L'idée d'être maintenu sous leur tutelle, de voir ses rêves s'étioler dans la routine domestique, était insupportable. Ils le sous-estimaient, le jugeaient trop faible, trop inexpérimenté pour affronter le monde. Ils voulaient le protéger, disaient-ils, mais en réalité, ils l'enfermaient.
Un jour, alors qu'il fouillait dans de vieux papiers à la recherche d'un ingrédient pour une expérience mécanique secrète qu'il avait menée dans un coin reculé de la cour, il tomba sur une annonce jaunie dans un vieux journal. C'était une petite annonce, presque insignifiante, qui parlait d'un appel à projets pour le développement de nouvelles technologies dans le domaine des transports. Le prix, modeste mais suffisant pour lancer quelque chose, et surtout, la promesse d'une reconnaissance et d'une opportunité de présenter son projet devant des experts.

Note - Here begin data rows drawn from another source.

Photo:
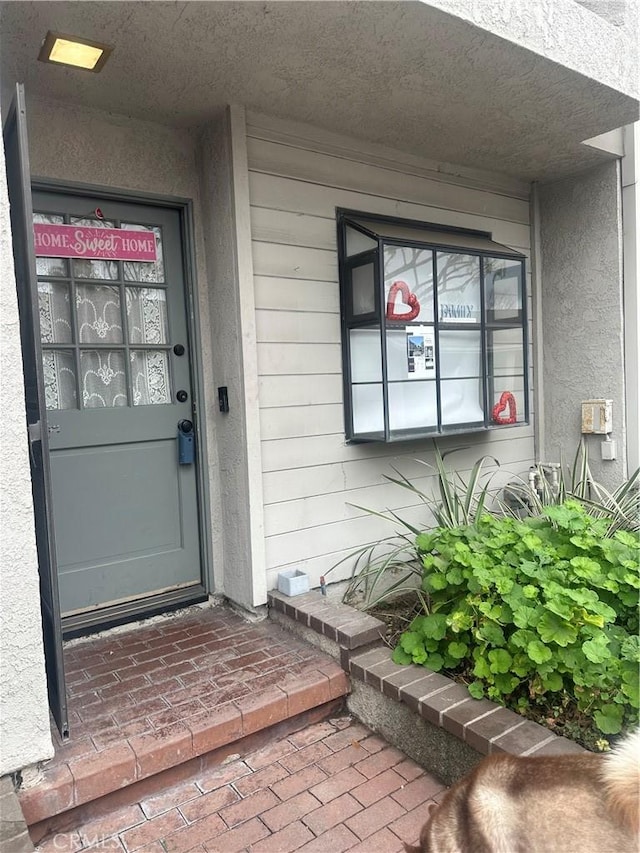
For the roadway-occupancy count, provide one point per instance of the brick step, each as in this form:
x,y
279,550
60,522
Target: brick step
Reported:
x,y
84,779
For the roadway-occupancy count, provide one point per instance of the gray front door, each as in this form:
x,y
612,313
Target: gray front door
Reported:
x,y
115,354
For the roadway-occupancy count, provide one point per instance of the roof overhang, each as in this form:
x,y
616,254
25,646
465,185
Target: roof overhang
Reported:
x,y
406,75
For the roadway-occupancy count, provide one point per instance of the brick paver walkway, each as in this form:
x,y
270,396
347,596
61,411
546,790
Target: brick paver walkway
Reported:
x,y
334,786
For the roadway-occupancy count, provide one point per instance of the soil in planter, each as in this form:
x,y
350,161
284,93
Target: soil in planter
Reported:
x,y
557,712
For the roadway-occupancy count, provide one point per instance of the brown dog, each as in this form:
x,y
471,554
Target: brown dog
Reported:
x,y
556,804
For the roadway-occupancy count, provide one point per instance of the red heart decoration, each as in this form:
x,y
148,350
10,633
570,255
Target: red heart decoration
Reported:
x,y
506,399
408,298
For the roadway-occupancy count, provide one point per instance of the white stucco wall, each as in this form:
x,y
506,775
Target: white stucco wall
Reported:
x,y
565,32
582,313
25,737
631,224
227,238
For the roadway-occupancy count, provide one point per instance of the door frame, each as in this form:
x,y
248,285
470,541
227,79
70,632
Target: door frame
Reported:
x,y
92,621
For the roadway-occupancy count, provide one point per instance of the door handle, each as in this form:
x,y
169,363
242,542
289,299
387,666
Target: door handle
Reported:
x,y
186,443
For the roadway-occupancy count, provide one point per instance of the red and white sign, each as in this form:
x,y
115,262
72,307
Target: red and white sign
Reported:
x,y
76,241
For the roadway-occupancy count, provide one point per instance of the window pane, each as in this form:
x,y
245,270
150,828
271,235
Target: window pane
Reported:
x,y
461,401
412,405
460,354
368,414
363,299
147,315
508,400
366,357
506,353
98,313
150,377
55,313
144,270
358,242
50,266
103,379
408,284
458,288
59,379
503,290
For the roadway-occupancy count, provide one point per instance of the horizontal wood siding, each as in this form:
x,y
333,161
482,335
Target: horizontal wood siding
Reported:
x,y
315,485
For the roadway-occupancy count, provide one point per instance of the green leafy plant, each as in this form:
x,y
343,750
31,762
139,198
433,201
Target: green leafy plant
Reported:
x,y
390,566
527,608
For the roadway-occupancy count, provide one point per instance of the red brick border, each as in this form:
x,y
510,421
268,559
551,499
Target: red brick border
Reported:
x,y
485,726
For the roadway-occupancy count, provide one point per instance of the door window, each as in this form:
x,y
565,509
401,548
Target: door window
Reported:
x,y
104,326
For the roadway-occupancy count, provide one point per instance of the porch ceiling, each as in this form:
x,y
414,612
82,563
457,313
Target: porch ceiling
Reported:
x,y
404,75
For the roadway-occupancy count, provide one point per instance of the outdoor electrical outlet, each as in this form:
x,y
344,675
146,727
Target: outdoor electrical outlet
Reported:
x,y
608,450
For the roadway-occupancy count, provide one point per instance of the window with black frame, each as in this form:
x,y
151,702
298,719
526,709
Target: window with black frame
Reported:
x,y
433,330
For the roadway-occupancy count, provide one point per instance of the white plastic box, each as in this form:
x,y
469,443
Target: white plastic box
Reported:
x,y
293,582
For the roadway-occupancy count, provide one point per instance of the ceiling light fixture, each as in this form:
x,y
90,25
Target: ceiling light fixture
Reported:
x,y
74,52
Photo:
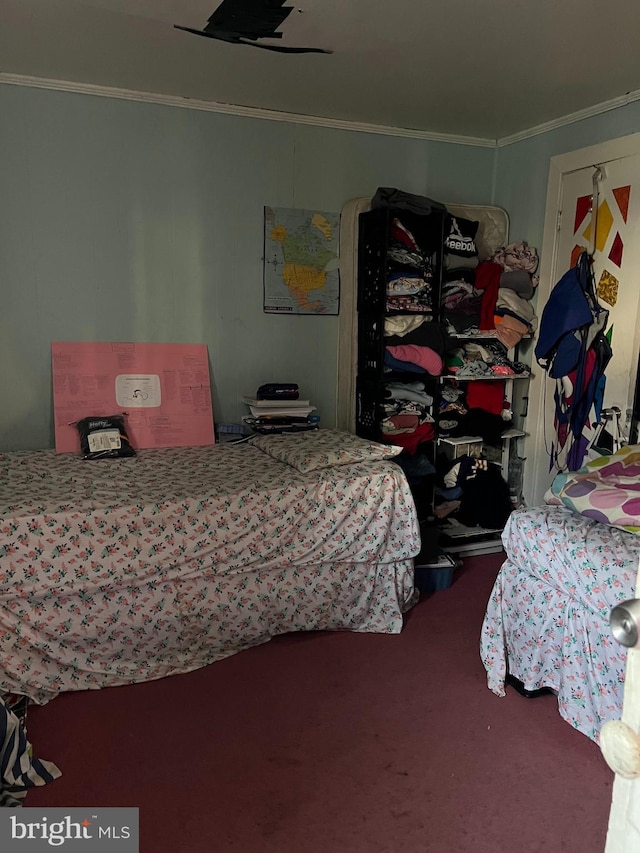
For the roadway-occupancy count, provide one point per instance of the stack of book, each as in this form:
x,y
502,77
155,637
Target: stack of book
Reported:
x,y
279,415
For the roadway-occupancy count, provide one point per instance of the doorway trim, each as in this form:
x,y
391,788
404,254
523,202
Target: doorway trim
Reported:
x,y
537,477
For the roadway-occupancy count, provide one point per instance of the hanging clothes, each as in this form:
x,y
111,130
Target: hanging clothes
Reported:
x,y
574,350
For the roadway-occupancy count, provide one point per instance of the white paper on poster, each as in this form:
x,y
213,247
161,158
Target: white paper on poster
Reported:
x,y
138,392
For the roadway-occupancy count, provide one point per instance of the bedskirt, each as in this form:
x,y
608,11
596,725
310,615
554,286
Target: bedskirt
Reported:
x,y
126,572
547,619
132,632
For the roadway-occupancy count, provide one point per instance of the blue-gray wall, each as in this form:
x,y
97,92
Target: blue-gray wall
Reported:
x,y
522,169
127,221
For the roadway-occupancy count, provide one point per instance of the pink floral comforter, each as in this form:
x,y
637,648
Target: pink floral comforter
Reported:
x,y
118,571
547,620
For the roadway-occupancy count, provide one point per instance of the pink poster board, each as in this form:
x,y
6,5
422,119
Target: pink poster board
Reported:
x,y
163,388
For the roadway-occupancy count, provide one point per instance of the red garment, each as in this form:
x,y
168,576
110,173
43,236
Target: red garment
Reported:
x,y
487,395
488,280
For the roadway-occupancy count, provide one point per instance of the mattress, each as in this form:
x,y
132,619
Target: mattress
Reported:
x,y
547,620
116,571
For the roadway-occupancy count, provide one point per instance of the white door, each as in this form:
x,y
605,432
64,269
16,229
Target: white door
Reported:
x,y
616,247
620,744
616,258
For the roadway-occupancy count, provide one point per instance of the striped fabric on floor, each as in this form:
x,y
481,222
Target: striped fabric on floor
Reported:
x,y
19,771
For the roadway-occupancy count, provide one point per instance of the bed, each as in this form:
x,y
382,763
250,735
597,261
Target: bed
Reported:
x,y
125,570
568,563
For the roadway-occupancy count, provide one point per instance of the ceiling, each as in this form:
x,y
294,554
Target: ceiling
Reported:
x,y
485,70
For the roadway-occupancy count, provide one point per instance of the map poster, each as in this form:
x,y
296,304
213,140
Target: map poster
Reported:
x,y
163,388
301,274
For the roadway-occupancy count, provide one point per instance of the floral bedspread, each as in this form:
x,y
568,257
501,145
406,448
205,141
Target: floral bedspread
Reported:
x,y
547,619
606,489
122,570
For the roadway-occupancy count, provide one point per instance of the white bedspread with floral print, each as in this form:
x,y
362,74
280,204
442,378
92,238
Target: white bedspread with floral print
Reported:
x,y
124,570
547,620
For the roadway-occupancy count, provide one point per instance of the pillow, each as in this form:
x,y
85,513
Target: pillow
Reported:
x,y
317,449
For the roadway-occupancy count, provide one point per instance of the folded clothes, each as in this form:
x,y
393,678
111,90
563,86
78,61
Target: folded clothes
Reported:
x,y
456,262
510,299
518,281
401,234
410,302
413,391
425,357
401,366
406,284
401,325
430,335
517,256
411,441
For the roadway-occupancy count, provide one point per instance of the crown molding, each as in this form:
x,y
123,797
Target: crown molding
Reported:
x,y
571,118
233,109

Son cœur fit un bond. C'était cela. C'était l'occasion qu'il attendait. Une opportunité qui liait sa passion pour la mécanique à ses connaissances secrètes en commerce et en ingénierie. Il se voyait déjà, présentant un prototype, expliquant sa vision, prouvant enfin à tous, et surtout à ses parents, qu'il était capable de bien plus que ce qu'ils imaginaient.
Il savait que cette démarche représenterait un risque énorme. L'opposition de ses parents serait féroce. Ils le verraient comme une rébellion, une insubordination. Mais le feu de l'ambition brûlait trop fort en lui pour reculer. Il avait passé des années à se préparer, à apprendre, à rêver. Il était temps de passer à l'action.
Le silence de la nuit, l'obscurité qui enveloppait El-Kharba, devinrent le complice de sa décision. Il prit une feuille de papier et un crayon, le cœur battant la chamade, prêt à esquisser les premières lignes de son destin. Le chemin serait ardu, semé d'embûches et de doutes, mais il était enfin prêt à emprunter le sien, le Chemin de Salim, un chemin où les rêves et l'ambition se rencontreraient, pourvu qu'il ait le courage de le parcourir.